The one Christmas Day Mass at the church, at 10 a.m., won't be even half full, he said. That has become family time, and also a day to travel.

But he thinks midnight Mass is rarefied air for those who stay up for it. About half of Wichita's Catholic churches will have Mass at midnight tonight, including a very traditional one, in Latin, at St.
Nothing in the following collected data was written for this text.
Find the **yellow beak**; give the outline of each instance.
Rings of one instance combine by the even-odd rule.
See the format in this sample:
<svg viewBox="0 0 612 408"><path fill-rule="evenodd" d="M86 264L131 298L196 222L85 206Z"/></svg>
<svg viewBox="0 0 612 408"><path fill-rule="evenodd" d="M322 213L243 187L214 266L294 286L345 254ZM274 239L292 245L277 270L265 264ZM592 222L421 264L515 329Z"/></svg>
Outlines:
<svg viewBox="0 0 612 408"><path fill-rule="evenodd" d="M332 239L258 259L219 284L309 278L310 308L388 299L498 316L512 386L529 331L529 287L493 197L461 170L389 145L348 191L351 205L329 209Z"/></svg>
Anthony's downtown.

"There's so very few times of the year the Church has a specific time and prayers and readings just for the midnight Mass," Orr said.

He remembers napping as a child before being awoken to go to midnight Mass, then coming home to Irish coffee.

"I'll remember that to my dying day," Orr said. "We don't have a heavy attendance by kids at midnight Mass, but I think the ones who go really look forward to it.

"Keeping that kind of ritual alive is very important."

Away in a manger, no crib for his bed

The little Lord Jesus lay down His sweet head

The stars in the sky look down where he lay

The little Lord Jesus asleep on the hay.

Mike Scherer's son, Andrew, is 17 years old and will play trombone tonight at the midnight Mass at Resurrection church. The addition of brass to the usual musical instruments elevates that Mass for him. But memories do, too.

"When we first moved here and went to midnight Mass, I was chosen to carry the baby Jesus up in the procession. We have a large nativity,'' he said. "I was in first grade then."

Andrew's sister, Christina, is 15 and used to equate midnight Mass with being able to stay up late as a little kid.

"Now to me it's more of a tradition," she said. "We do it because we love doing it. It feels a lot more like Christmas."

It came upon the midnight clear

That glorious song of old

From angels bending near the earth

To touch their harps of gold.

"Peace on the earth, good will to men

"From heaven's all-gracious King."

The world in solemn stillness lay

To hear the angels sing.

Christmas Eve also always brings new faces to church.

"I see people I never see," Orr said. "They will be there at 11 in the evening and they have their place staked out and they listen to the carols."

David Dondlinger attends all three Christmas Masses at Resurrection, directing the choirs. He said he never strays far from traditional carols because it's the most beloved music of all, and the music people sing best.

"It always seems more solemn" at midnight, he said. "The fact that people have stayed up that late to attend a service gives it a feeling of anticipation and expectation and importance."